Ryan Tannehill probably won’t be the spread-option threat Robert Griffin III and Russell Wilson were last year, but the Dolphins expect him to play as well as those other two draft classmates because, in Year 2 of their careers, there are no longer excuses for the Miami quarterback. Last year, with limited weapons, Tannehill was not nearly as good as RG3 or Wilson or Andrew Luck. The Dolphins spent a lot of money this offseason to build around Tannehill so they expect him to be the most improved quarterback in the NFL. Miami, meanwhile, has what some consider the best backup in the NFL. Last year when Tannehill got hurt against the New York Jets, Matt Moore entered the game and won it for Miami. That’s all you can ask a backup quarterback on the field. Off the field, Moore is a good sounding board and motivator for Tannehill.
Running backs: C
Reggie Bush is gone and philosophically that’s the right call because the Dolphins had two, younger, cheaper players they drafted waiting in the wings that needed to play. That’s how great teams do business. Small problem is neither Lamar Miller nor Daniel Thomas have been electric in the preseason to the point they battled until the end of training camp for the starting job. This might just be a position that requires platoon work from Miller, Thomas and a third running back. The fullback position? What fullback? The Dolphins might have one on the roster but you probably won’t see him a ton other than goal line and short yardage situations.
Receivers/tight ends: B+
This was a terrible, horrible, pathetic team weakness last season. But general manager Jeff Ireland upgraded quite well, thank you, to the point the Dolphins probably have the best receiving corps in the AFC East. Mike Wallace and Brian Hartline are both former 1,000-yard receivers. Brandon Gibson is an upgrade in the slot. The Dolphins seemed truly set at tight end with veteran Dustin Keller showing great chemistry with Tannehill but he’s out for the season with a major knee injury. It’s time for youngsters Charles Clay, Dion Sims and Michael Egnew to perform. Will they? Yes, but probably inconsistently.
Offensive line: B-
The line looked like a mess in the offseason and early in camp. Jake Long departed for St. Louis and while Jonathan Martin struggled, John Jerry had to deal with an injury and the rest of the line lacked cohesion. But something happened in late August. Martin started playing better. Jerry got healthy.

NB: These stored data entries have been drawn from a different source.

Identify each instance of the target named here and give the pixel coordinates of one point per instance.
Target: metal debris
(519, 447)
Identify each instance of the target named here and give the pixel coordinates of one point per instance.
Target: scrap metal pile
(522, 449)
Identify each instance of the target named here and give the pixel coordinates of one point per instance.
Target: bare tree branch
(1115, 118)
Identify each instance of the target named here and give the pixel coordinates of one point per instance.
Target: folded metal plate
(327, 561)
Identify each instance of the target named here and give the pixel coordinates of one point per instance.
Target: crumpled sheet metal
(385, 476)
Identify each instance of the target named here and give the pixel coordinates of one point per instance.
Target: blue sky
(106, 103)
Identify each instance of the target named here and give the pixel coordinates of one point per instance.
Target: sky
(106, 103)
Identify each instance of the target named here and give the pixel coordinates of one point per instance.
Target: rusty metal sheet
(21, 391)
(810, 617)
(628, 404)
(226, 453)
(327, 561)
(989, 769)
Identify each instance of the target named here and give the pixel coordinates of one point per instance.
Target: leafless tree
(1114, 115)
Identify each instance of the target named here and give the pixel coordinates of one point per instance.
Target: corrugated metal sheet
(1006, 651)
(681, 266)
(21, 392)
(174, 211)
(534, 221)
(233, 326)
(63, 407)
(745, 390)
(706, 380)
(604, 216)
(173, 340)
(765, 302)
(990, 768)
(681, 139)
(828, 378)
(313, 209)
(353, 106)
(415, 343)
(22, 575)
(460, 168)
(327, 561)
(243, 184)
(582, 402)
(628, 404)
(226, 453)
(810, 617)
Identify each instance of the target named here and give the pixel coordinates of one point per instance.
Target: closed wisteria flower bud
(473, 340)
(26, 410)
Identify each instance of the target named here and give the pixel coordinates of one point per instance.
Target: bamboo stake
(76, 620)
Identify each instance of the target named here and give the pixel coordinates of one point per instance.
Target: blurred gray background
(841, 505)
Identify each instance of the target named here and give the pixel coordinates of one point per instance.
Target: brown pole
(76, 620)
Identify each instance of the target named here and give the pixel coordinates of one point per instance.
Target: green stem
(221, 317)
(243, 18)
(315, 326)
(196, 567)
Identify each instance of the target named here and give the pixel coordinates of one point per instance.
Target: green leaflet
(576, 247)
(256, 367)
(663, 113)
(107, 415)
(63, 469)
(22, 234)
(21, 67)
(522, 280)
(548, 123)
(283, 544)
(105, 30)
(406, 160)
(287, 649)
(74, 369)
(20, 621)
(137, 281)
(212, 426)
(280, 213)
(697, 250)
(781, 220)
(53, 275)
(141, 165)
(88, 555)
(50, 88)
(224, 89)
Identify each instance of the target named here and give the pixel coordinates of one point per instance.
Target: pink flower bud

Suddenly, the swinging gate to the quarterback was closed. If the group remains healthy, it should be fine. Nate Garner remains the unit’s most dependable backup. The team needs depth at both tackle spots.
Defensive line: A
This group has been the team’s strength for years and remains that way. Although rookie first-round pick Dion Jordan had a disappointing preseason (injured) the club remains hopeful he can add pass rush to a unit that doesn’t seem to need much help. Cameron Wake is still a beast and at the other DE spot new starter Olivier Vernon has made strides. No, Vernon might not be a 12-sack player, but perhaps 8-9. Beefy Paul Soliai clogs the middle and Randy Starks remains the most versatile player of the group because he can play inside or outside and stops the run as well as rushes the passer. Jared Odrick would start on most other teams. He’ll get some starts for Miami but more likely will be a fine reserve that still gets a lot of playing time.